What about seeding the oceans with iron in the deficient parts — the places that are deficient in iron and they have a lot of the other nutrients — a little bit of iron, we get a phytoplankton bloom, it pulls out huge amounts of CO2, it stimulates marine growth, all the way up the food chain?
You know, most of the oceans are vast deserts. There is an idea of using buoyant flakes. If you google climate envisionation, William Clarke, he’s an Australian inventor, buoyant flakes. You have something like rice husks, something that floats, and you lace it with nutrients that are deficient in the ocean and these things just float around. They will float for about a year and then they will die and sink. They are releasing nutrients wherever they go and they can stimulate phytoplankton growth. Something like that can absorb enormous amounts of CO2 from the atmosphere. Something like that has a lot more realism than the IPCC favorite horse, which is bioenergy with carbon capture and storage — BECCS — we just don’t have enough land for that. And that is part of the RCP (Representative Concentration Pathway) 2.6 of the IPCC report, which can only be reached if we remove CO2 from the atmosphere.
— Paul Beckwith, Radio Ecoshock: Weather Bomb (February 7, 2018)
One of the straws being grasped by desperate industrial addicts in the throws of climate panic is the chimera of ocean fertilization. The idea is that iron spread upon the waters could fertilize plankton blooms. That could increase the removal of CO2, as the plankton draw carbon to build their cells and then die and sink, interring their carbon on the muddy ocean floor.
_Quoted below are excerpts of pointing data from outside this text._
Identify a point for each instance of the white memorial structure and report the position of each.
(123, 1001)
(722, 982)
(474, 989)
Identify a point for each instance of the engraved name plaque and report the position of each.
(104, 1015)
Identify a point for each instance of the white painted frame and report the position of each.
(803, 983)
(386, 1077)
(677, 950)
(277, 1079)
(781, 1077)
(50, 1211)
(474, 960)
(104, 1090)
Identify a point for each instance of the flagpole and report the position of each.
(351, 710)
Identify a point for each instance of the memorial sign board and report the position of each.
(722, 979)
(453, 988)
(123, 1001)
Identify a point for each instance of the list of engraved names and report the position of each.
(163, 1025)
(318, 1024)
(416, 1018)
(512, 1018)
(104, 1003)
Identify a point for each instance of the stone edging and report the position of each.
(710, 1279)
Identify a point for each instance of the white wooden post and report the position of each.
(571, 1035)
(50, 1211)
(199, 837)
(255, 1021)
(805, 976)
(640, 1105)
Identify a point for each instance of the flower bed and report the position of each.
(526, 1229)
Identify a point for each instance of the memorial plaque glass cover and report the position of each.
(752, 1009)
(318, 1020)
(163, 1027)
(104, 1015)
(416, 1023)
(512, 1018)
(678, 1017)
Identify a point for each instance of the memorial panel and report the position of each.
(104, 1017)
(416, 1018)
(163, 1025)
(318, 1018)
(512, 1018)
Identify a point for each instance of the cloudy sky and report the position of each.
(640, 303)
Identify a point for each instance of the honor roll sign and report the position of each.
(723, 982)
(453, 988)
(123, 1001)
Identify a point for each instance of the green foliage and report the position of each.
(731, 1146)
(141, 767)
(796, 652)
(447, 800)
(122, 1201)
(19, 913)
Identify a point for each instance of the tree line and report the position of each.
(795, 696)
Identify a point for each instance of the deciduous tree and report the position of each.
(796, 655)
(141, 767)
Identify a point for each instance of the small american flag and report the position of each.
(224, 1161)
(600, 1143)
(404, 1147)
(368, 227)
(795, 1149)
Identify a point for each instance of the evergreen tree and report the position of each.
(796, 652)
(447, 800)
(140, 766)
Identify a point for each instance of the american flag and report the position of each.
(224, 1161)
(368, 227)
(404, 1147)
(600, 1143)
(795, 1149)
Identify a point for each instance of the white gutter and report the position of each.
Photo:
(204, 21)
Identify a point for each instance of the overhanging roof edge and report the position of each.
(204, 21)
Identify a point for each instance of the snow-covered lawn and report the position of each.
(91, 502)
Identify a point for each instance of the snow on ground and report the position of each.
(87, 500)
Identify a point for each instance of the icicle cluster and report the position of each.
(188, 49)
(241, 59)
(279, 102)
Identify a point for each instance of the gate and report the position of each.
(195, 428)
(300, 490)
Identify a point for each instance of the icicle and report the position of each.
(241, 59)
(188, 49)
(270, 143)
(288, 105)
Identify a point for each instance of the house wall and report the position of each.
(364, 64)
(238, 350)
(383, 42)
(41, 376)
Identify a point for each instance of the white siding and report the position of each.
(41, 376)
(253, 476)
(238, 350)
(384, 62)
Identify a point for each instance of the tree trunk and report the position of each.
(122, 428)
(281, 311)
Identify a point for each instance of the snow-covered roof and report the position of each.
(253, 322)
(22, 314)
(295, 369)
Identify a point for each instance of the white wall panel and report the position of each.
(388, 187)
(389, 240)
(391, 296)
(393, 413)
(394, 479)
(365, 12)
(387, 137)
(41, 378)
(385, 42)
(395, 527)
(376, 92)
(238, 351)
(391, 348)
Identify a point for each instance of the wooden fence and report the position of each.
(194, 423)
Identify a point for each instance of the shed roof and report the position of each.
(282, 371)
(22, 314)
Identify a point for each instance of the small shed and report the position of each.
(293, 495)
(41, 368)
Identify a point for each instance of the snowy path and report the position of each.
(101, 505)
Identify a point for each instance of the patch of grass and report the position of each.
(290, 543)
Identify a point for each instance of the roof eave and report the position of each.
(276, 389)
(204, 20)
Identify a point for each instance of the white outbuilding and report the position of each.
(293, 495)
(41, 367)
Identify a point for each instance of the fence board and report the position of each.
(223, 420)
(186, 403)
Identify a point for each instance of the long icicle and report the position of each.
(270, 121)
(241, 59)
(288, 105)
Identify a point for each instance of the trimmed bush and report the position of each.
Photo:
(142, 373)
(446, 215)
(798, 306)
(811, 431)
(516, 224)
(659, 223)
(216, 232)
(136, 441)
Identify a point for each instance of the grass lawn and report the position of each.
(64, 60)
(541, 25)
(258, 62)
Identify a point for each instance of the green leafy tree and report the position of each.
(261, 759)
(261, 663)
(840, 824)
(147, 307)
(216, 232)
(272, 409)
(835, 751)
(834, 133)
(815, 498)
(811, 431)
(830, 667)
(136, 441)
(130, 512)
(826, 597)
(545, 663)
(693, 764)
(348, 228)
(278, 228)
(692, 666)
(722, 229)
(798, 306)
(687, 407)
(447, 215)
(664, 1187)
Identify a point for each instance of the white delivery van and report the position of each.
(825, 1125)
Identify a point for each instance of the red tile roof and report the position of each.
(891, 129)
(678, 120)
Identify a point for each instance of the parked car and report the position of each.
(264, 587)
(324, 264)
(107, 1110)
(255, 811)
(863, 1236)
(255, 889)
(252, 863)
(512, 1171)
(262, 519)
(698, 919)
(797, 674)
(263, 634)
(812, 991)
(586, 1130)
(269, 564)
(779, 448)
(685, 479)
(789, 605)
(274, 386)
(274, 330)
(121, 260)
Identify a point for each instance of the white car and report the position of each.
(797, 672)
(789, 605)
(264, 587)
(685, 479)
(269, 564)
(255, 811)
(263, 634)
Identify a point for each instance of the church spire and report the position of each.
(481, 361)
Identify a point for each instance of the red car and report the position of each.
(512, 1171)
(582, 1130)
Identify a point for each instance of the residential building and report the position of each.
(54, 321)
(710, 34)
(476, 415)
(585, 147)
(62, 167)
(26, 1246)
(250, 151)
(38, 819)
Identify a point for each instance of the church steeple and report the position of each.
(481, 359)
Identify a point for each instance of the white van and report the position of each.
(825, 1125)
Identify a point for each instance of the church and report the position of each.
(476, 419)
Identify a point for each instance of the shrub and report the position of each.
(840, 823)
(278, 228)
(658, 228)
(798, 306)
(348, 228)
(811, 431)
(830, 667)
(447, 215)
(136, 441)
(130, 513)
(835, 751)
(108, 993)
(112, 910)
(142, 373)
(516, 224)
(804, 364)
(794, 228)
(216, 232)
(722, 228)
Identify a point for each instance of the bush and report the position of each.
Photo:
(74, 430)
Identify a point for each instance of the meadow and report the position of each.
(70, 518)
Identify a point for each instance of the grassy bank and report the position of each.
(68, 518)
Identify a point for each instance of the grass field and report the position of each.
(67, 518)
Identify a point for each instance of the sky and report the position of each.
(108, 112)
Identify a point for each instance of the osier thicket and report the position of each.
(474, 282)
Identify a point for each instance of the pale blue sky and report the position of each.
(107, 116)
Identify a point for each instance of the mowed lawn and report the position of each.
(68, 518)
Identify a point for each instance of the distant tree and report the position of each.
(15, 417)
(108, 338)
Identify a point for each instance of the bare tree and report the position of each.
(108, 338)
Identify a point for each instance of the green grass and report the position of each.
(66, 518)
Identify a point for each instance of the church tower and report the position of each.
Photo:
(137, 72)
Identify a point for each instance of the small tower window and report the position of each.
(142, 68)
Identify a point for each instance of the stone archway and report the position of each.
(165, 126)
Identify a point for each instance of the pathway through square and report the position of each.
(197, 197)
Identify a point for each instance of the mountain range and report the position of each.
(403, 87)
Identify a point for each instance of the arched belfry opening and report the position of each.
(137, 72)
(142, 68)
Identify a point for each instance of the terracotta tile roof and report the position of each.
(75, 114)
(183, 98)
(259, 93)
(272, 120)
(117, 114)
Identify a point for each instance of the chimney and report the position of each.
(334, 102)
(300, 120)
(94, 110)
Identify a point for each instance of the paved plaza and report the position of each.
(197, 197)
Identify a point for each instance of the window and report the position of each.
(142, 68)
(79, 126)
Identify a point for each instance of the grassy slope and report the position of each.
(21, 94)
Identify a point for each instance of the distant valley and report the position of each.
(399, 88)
Scientific review bodies, such as the Royal Society of the UK or the National Oceanic and Atmospheric Administration in the US, have thrown cold water on this idea. Most of this uptake is transient; long-term sequestration is difficult to assess; there are doubtless unintended consequences at scale and some of those may be far removed in space and time; and there is no regulatory framework in place, let alone a scientific protocol.
That hasn’t stopped rogue geoengineers from taking the matter into their own hands. In July 2012, two hundred thousand pounds of iron sulphate were dumped into North Pacific Ocean by the Haida Salmon Restoration Corporation, under the direction of Russell George, founder of the San Francisco based firm Planktos Inc. which claims to “restore ecosystems and slow climate change.”
The dumping violated the United Nations Convention on Biological Diversity and the London Convention on the Dumping of Wastes at Sea which include moratoria on geoengineering experiments. Search warrants were executed by Environment Canada’s enforcement branch on George’s office after the Haida nation ended George’s employment, but no further legal action was taken.
Then in 2013, the west coast of North America experienced its largest salmon return and subsequently its largest commercial salmon harvest in history, from 50 million to 226 million fish. Commercial fisheries were opened in areas that had not seen a commercial trade since the 1960s. In 2014 the Fraser River experienced its second largest sockeye salmon return in history while the Columbia River recorded its largest salmon run of all time. The Haida were ecstatic.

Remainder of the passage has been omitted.